In various embodiments, to properly couple the nozzle assembly 21710 to the handle assembly 21700, the handle assembly 21700 may be moved toward the handle assembly 21700 in the mounting direction 21738. As the nozzle assembly 21710 moves in the mounting direction 21738 toward the handle assembly 21700, the fingers 21734 may engage the ramp portions 21710 and the fingers 21736 may engage the ramp portions 21218 of the nozzle latches 21716. The fingers 21734, 21736 can slide along the ramp portions 21710, 21218 and cam these ramp portions downward away from the base portion 21132 of the handle latch 21730. When the fingers 21734, 21736 reach the apex of the ramp portions 21710, 21218, the fingers 21722, 21736 can move distally and seat on the seat portions 21718, 21122 of the nozzle latch 21716, respectively. As an example, when the fingers 21734, 21736 reach the seating portions 21718, 21722 of the nozzle latch 21716, the ramp portions 21710, 21218 may be biased such that the ramp portions 21710, 21218 return to their original unbiased positions, as shown in fig. 33. With ramp portions 21710, 21218 in their original unbiased positions and fingers 21722, 21736 seated on seating portions 21718, 21722, distal surfaces 21721, 21720 of ramp portions 21710, 21722 may engage proximal surfaces 217435, 21737 of fingers 21734, 21376, respectively, thereby holding nozzle assembly 21710 to handle assembly 21700, thereby properly coupling nozzle assembly 21710 to handle assembly 21700.

When the nozzle assembly 21710 is properly coupled to the handle assembly 21700, the handle assembly 21700 is capable of transmitting actuation motions and electrical signals to an end effector at the distal end of the shaft assembly 2179, such as the aforementioned closing motions or firing motions, as examples, through the nozzle assembly 21710. In the event that the nozzle assembly 21710 is not properly coupled to the handle assembly 217100, the handle assembly 217100 may not properly or safely transmit the actuation motion or electrical signal to the end effector.
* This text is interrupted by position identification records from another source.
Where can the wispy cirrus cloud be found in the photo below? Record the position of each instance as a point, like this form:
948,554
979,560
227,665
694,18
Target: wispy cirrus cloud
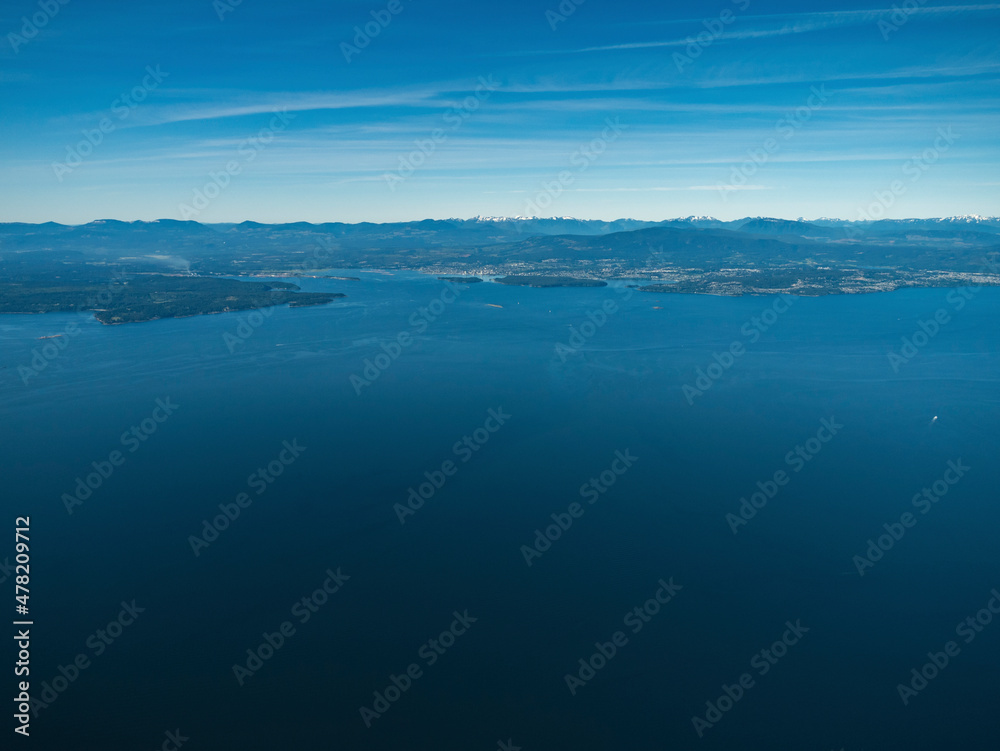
799,23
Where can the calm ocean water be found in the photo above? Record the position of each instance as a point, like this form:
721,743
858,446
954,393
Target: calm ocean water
567,415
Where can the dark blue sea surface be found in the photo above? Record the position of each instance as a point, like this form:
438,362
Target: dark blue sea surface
546,403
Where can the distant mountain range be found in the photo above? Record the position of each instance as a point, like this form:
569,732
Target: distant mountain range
875,254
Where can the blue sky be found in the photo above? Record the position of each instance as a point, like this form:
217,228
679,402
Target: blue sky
845,110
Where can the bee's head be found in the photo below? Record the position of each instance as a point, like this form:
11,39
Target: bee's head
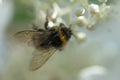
66,31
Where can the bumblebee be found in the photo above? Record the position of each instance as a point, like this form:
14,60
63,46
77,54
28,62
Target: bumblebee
46,42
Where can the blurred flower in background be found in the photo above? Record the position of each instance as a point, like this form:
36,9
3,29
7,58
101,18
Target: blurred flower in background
91,54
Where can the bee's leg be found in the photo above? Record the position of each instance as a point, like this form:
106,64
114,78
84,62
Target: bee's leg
46,23
36,28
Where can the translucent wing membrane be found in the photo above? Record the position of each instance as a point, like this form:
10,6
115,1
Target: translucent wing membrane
40,57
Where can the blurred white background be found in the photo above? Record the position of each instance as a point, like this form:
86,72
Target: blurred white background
97,58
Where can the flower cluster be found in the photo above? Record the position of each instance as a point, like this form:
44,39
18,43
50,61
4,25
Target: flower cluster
88,15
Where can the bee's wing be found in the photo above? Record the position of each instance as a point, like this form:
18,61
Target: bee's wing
26,36
40,57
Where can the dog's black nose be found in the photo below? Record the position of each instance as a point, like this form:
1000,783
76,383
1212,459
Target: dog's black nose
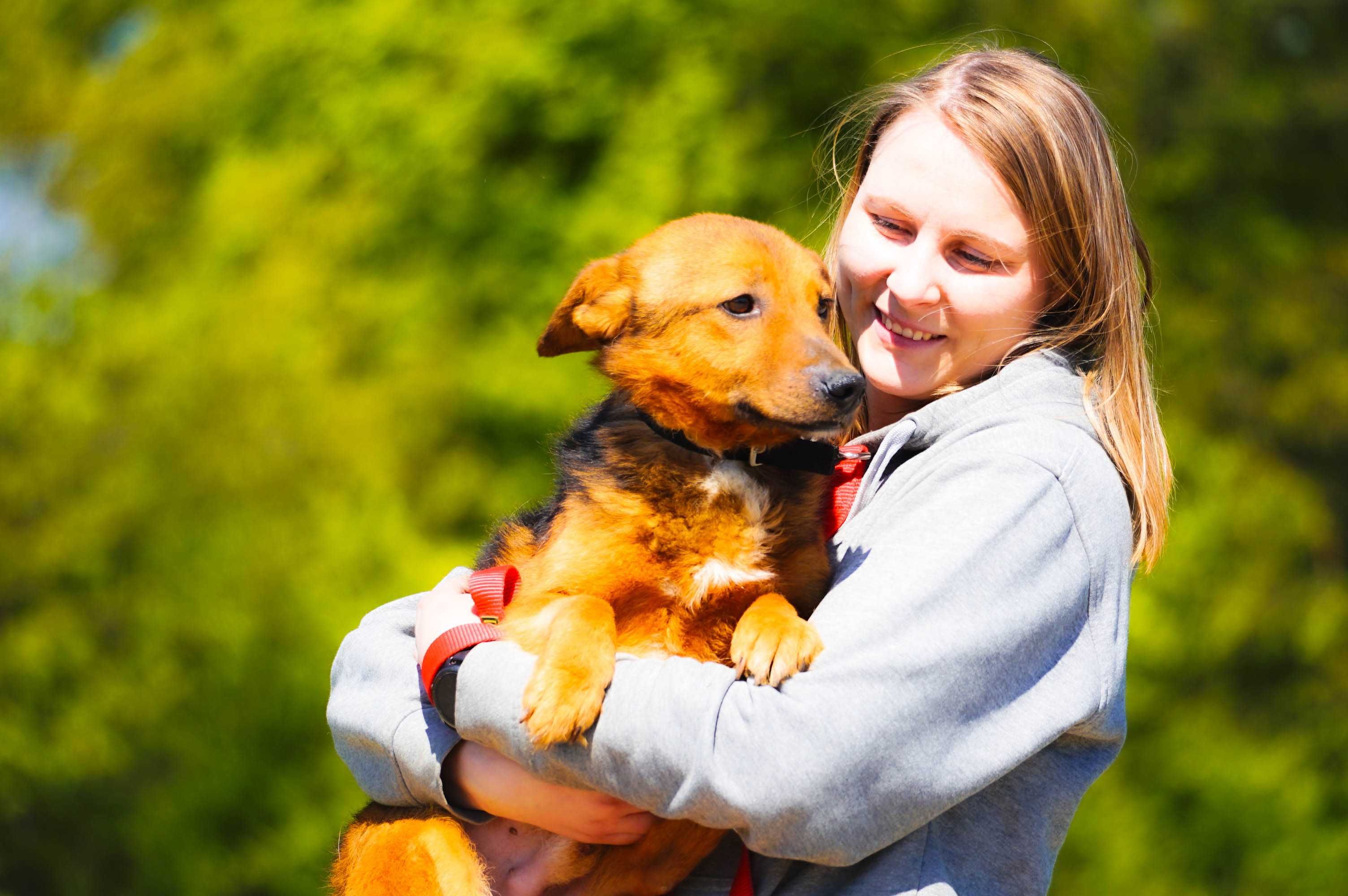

Additionally, in the event that the nozzle assembly 21700 is not properly coupled to the handle assembly 21700, the nozzle assembly 21700 may disengage from the handle assembly 21700 during a surgical procedure, such as when a user attempts to transmit an actuation motion to the end effector.

In various embodiments, to ensure proper coupling of the nozzle assembly 21710 to the handle assembly 21700, the nozzle latch 21716 can include a contact arrangement 2179 that includes a first latch contact 21752 positioned on the first seating portion 21718 and a second latch contact 21754 positioned on the second seating portion 21122. The first latch contact 21752 and the second latch contact 21754 can be in electrical communication by a wire 21756 that extends from the first latch contact 21752 along a distal inner wall of the latch assembly 21716 to the second latch contact 21756, as best shown in fig. 33. In addition, the handle latch 21730 can include a contact arrangement 21760 that includes a first finger contact 21762 positioned on a bottom surface of the first finger 21734 and a second finger contact 21764 positioned on a bottom surface of the second finger 21736. The first finger contacts 21762 and the second finger contacts 21764 can be in electrical communication with a control circuit 21766 positioned in the handle assembly 21700.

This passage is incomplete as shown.